Interview with Philip Glass

Via Kottke, The Atlantic has a nice interview with Philip Glass. It’s interesting, sort of a quick snapshot into his life growing up and the early days of his career. There are bits that feel a little melancholy to me, talking about his brother who passed on, or his father, while you can sort of imagine him lighting up talking about his time in Chicago or driving cab.

Something in particular I really liked:

To this day, among my earliest memories was someone would give my father $5 and he’d hand them a record. So the exchange of money for art, I thought that was normal. I thought that’s what everybody did. I never thought there was anything wrong about making money.

That’s kind of important, and I can relate (my parents ran a photography studio when I was growing up, and I also grew up in a worldview where people were paid for art). If you spend even an hour browsing various artists’ tumblrs and twitter feeds, you’ll inevitably run into stories of rude people at cons or in commission requests simply expecting art to happen for nothing. It’s dumb if you take even 30 seconds to think about it, but it’s prevalent. It’s nice to see it get called out that it doesn’t have to be that way.

Neil and Kazuo Talk Genre

Not sure why it resurfaced now, but from 2015 over at the New Statesman, there’s a delightful interview between Neil Gaiman and Kazuo Ishiguro, discussing genre and class and escapism and all sorts of interesting things. Well worth the read, and feels pretty topical even now.

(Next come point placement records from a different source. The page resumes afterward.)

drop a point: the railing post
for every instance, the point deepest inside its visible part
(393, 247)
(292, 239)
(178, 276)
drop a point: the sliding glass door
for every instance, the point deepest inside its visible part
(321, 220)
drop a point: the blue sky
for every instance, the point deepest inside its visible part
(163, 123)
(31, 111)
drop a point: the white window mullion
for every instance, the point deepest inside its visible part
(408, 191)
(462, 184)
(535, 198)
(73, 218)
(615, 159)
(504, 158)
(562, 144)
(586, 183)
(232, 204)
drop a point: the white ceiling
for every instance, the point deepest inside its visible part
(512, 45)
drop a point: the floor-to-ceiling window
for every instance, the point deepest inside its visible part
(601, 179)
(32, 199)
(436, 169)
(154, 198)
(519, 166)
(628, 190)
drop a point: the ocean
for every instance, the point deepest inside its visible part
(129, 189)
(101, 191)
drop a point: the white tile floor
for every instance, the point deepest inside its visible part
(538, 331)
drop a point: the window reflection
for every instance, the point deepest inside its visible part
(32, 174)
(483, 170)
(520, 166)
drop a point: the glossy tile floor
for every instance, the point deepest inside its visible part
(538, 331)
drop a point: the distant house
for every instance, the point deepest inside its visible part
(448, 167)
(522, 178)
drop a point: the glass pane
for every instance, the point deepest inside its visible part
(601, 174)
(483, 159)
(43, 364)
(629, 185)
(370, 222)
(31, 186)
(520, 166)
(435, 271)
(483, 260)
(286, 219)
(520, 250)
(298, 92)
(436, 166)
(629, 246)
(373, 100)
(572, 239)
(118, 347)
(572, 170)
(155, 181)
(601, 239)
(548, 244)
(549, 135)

KI I don’t have a problem, necessarily, about reading for improvement. I often choose a book because I think I’m going to enjoy it, but I think also it’s going to improve me in some sense. But when you ask yourself, “Is this going to improve me?” what are you really asking? I think I probably do turn to books for some sort of spiritual and intellectual nourishment: I think I’m going to learn something about the world, about people. But if by “improving”, we mean it would help me go up the class ladder, then it’s not what reading and writing should be about. Books are serving the same function as certain brands of cars or jewellery, in just denoting social position. That kind of motivation attaches itself to reading in a way that probably doesn’t attach itself to film.

Many of the great classics that are studied by film scholars are sci-fi: Fritz Lang’s Metropolis, Tarkovsky’s Solaris, Kubrick’s 2001. They don’t seem to have suffered from the kind of genre stigmatisation their equivalents would have done in book form.

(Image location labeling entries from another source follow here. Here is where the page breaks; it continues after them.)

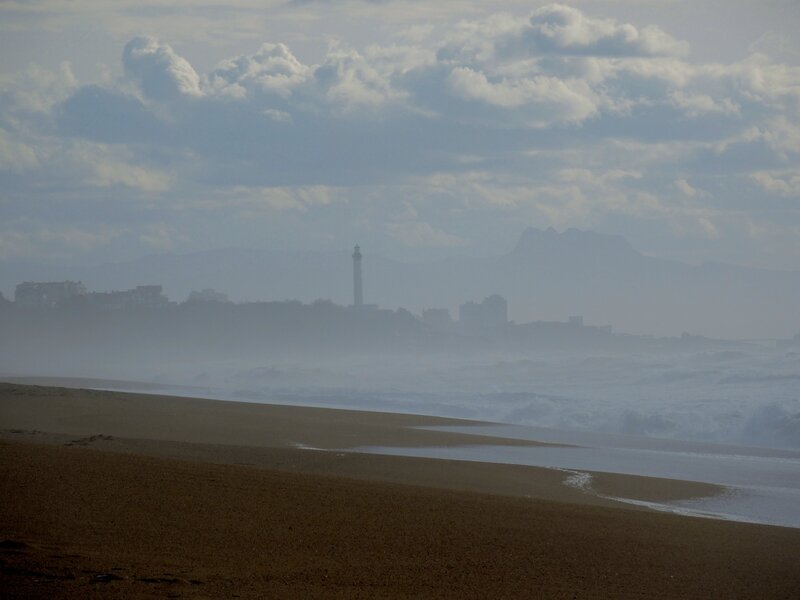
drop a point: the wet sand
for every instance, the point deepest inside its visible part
(127, 495)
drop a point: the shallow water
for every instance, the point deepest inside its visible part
(763, 485)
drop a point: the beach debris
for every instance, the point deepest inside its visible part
(106, 577)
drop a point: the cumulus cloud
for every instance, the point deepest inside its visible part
(160, 72)
(554, 116)
(560, 29)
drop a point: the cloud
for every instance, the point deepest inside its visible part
(563, 30)
(553, 117)
(160, 73)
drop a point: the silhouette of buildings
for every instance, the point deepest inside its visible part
(358, 294)
(142, 296)
(47, 294)
(490, 314)
(437, 319)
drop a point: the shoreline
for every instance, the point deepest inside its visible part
(314, 440)
(90, 510)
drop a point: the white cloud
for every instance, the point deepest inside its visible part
(159, 71)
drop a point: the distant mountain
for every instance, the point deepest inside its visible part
(547, 275)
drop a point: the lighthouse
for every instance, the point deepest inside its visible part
(358, 296)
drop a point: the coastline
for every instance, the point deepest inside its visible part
(230, 495)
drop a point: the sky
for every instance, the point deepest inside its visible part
(417, 129)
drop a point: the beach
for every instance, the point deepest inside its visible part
(109, 494)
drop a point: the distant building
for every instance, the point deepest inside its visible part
(437, 318)
(358, 293)
(47, 294)
(142, 296)
(490, 314)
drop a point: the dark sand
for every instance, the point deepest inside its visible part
(193, 498)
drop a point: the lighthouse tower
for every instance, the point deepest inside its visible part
(358, 296)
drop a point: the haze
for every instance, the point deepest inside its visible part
(625, 176)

NG I remember as a boy reading an essay by C S Lewis in which he writes about the way that people use the term “escapism” – the way literature is looked down on when it’s being used as escapism – and Lewis says that this is very strange, because actually there’s only one class of people who don’t like escape, and that’s jailers: people who want to keep you where you are. I’ve never had anything against escapist literature, because I figure that escape is a good thing: going to a different place, learning things, and coming back with tools you might not have known.